La biodiversité est le thème choisi cette année. Comment la comprendre dans un contexte sénégalais ?

La biodiversité, on l’appelle aussi diversité biologique, est l’ensemble des espèces et des écosystèmes dans un endroit donné. Cela peut être une région, une ville, un pays, une forêt ou un parc national. Et cette diversité des espèces prend en compte la diversité au sein de chaque espèce, parce qu’une espèce peut être représentée par un ou plusieurs individus. Le singe et le chien sont, par exemple, des espèces différentes. Ainsi, la biodiversité, c’est la variabilité, la diversité des espèces et des écosystèmes d’un endroit donné. Cette diversité est extrêmement importante pour la survie de l’humanité. Je prends l’exemple des médicaments, dans le domaine de la santé, qui nous viennent, à l’origine, des plantes.

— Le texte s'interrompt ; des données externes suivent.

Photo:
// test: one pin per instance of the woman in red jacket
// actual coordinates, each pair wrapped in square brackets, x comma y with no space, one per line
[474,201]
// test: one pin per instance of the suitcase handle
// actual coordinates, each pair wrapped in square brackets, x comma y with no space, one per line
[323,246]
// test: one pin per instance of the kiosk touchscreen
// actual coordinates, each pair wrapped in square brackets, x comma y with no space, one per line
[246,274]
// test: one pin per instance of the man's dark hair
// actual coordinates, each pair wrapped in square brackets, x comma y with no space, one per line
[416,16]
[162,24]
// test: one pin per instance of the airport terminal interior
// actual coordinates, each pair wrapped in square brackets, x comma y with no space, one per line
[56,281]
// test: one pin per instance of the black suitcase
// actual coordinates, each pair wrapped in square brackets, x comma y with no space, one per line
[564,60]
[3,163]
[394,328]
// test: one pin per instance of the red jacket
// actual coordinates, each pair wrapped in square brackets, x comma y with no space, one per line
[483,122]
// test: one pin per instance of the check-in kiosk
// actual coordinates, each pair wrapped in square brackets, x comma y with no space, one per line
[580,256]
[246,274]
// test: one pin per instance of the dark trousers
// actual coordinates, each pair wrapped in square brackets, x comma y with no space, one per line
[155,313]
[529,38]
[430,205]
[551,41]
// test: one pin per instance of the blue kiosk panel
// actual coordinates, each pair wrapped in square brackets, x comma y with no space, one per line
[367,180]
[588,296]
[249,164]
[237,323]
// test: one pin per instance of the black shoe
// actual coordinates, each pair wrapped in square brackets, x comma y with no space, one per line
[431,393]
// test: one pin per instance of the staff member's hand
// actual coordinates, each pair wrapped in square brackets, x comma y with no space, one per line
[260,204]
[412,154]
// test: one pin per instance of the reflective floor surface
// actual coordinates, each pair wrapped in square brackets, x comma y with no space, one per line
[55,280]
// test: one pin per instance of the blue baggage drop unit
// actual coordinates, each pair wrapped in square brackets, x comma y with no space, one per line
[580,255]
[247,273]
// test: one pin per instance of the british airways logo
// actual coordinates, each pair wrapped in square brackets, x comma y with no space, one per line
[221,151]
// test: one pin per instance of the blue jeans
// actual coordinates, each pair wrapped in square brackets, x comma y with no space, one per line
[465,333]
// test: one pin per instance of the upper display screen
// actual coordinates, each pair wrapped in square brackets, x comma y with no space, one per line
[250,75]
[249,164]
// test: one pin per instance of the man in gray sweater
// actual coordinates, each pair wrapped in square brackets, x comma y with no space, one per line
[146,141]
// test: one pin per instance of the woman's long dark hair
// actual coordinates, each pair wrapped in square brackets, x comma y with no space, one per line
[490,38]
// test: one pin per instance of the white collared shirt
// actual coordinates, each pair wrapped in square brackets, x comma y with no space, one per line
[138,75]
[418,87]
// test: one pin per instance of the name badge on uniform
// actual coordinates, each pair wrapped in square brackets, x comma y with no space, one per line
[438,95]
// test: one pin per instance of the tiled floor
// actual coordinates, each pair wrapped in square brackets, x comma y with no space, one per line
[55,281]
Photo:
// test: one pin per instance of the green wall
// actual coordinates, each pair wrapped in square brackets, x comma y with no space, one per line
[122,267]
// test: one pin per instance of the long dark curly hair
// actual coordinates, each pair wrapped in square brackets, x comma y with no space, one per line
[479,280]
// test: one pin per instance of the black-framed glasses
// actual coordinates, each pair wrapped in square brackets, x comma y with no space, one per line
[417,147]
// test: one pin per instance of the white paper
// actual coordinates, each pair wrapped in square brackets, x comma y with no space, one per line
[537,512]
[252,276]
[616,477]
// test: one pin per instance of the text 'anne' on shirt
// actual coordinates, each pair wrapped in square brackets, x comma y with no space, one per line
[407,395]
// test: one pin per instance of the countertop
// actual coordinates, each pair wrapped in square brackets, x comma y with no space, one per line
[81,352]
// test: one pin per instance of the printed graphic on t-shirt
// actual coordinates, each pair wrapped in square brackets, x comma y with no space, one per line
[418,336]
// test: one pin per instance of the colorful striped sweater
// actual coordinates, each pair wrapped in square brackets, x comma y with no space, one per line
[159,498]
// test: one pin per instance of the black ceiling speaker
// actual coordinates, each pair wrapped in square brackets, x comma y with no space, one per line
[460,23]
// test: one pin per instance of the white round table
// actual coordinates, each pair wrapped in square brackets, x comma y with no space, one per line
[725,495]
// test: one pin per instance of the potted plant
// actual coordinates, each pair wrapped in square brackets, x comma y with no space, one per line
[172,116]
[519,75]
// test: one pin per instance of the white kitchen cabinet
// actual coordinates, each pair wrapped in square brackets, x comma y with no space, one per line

Mais toutes les plantes ne comportent pas des composés qui peuvent guérir telle ou telle maladie. Donc, plus on a de plantes, plus on a de composés et donc plus on a la possibilité de guérir des malades. Dans le domaine de l’alimentation, on ne peut pas vivre seulement d’un plat. On est obligé de diversifier nos plats. Si on le fait, c’est un ensemble d’espèces différentes qui entrent dans la composition de nos plats. Moi, je me suis amusé à compter les espèces qui entrent dans la préparation du ‘’Thièbou Djeune’’ (riz au poisson) ; elles sont entre 17 et 22. Le riz, la tomate, le chou, le poisson… sont chacune une espèce ; l’huile nous vient d’une espèce végétale, l’arachide. Alors, même pour notre alimentation quotidienne, on a besoin de plusieurs espèces.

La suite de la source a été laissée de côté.